Genetic haemochromatosis (GH) is the most common inherited genetic disorder among Northern Europeans, thought to affect 1 in 200 people in the UK. But despite this, most people have never heard of the condition. Gerri Mortimore, Lecturer in Post-registration Health Care at the University of Derby, looks at the health implications of this disorder.
Haemochromatosis affects people all over the world but commonly, Northern Europeans, especially those of Celtic descent. According to The Haemochromatosis Society and the British Liver Trust, it is suggested that only 1 in 5,000 people are diagnosed with the genetic disorder, making it extremely under diagnosed.
Iron overload and tissue damage
Over time, GH leads to an increased dietary absorption of iron and the excess iron is deposited systemically around the body, leading to iron overload. Multiple organs can be affected, causing inflammation and tissue damage, with the potential to lead to heart disease, diabetes and cirrhosis of the liver.
As the liver is the main storage of iron, liver disease usually occurs before disease in other affected organs. Liver disease can lead to the development of liver cirrhosis – scarring of the liver with associated complications of varices, ascites and primary liver cancer, known as hepatocellular carcinoma.
Why did this genetic disease occur?
Thousands of years ago, it was beneficial to have a higher level of iron to support the body against days or weeks without meat consumption. People survived through the ages due to the fact they had inherited a gene that enabled them to hold onto extra iron.
However, today iron is ubiquitous with iron-rich foods such as meat available from supermarkets and butchers seven days a week. Many foods, including breakfast cereals, also have iron added. If you are unaware that you have this condition, eating iron-rich food could lead to more serious medical problems.

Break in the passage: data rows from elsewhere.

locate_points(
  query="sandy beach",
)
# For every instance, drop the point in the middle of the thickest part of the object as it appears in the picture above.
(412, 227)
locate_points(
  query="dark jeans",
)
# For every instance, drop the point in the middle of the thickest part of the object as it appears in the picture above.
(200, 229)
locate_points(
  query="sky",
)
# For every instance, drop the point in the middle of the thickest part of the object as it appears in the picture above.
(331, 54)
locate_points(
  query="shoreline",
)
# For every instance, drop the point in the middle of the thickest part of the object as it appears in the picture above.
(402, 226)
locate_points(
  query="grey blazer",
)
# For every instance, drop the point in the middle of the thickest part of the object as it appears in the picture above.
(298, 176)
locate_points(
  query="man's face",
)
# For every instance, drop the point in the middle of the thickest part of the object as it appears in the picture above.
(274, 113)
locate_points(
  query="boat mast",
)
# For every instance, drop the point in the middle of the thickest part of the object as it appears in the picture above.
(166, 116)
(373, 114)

However, not everyone who is diagnosed with GH will go on to develop iron overload and this is thought to be due to genetic factors. GH affects more men than women and this can be explained by the protective mechanism of menstruation in females where there is monthly blood loss.
The symptoms of GH
Unfortunately, the symptoms of GH are non-specific and may include:
- Tiredness or fatigue
- Joint pains, especially in the knuckles of the hand
- Abdominal pain
- Skin pigmentation
- Loss of sex drive
- Type 2 diabetes
And more serious clinical signs, indicating advanced liver disease, such as:
- Fibrosis of the liver / cirrhosis
- Enlarged liver
Because the symptoms are non-specific, diagnosis of GH can only be made by certain blood tests, in particular transferrin saturation, which indicates how much iron is available to use. If the result is over 50% in men and 45% in women, GH is very likely.
If transferrin saturation is raised, a genetic test called the HFE gene test is offered to determine if you have GH. There are two common mutations of the gene which causes GH, and to develop iron overload, two copies of the mutated gene are required – one from each parent. Having only one copy of the gene, from one parent with GH, makes the person ‘a carrier’.
Thousands of people in the UK may be carriers
If it is estimated that one in 200 people have both copies of the gene, then how many thousands of people in the UK are carriers? This may not be of concern, as being a carrier rarely leads to iron overload, but if you have children with a partner who is also a carrier then your children could inherit two copies of the gene and possibly develop iron overload or become a carrier themselves.
If a diagnosis of GH is made, a referral to secondary care should be made for further tests and investigations to rule out liver damage.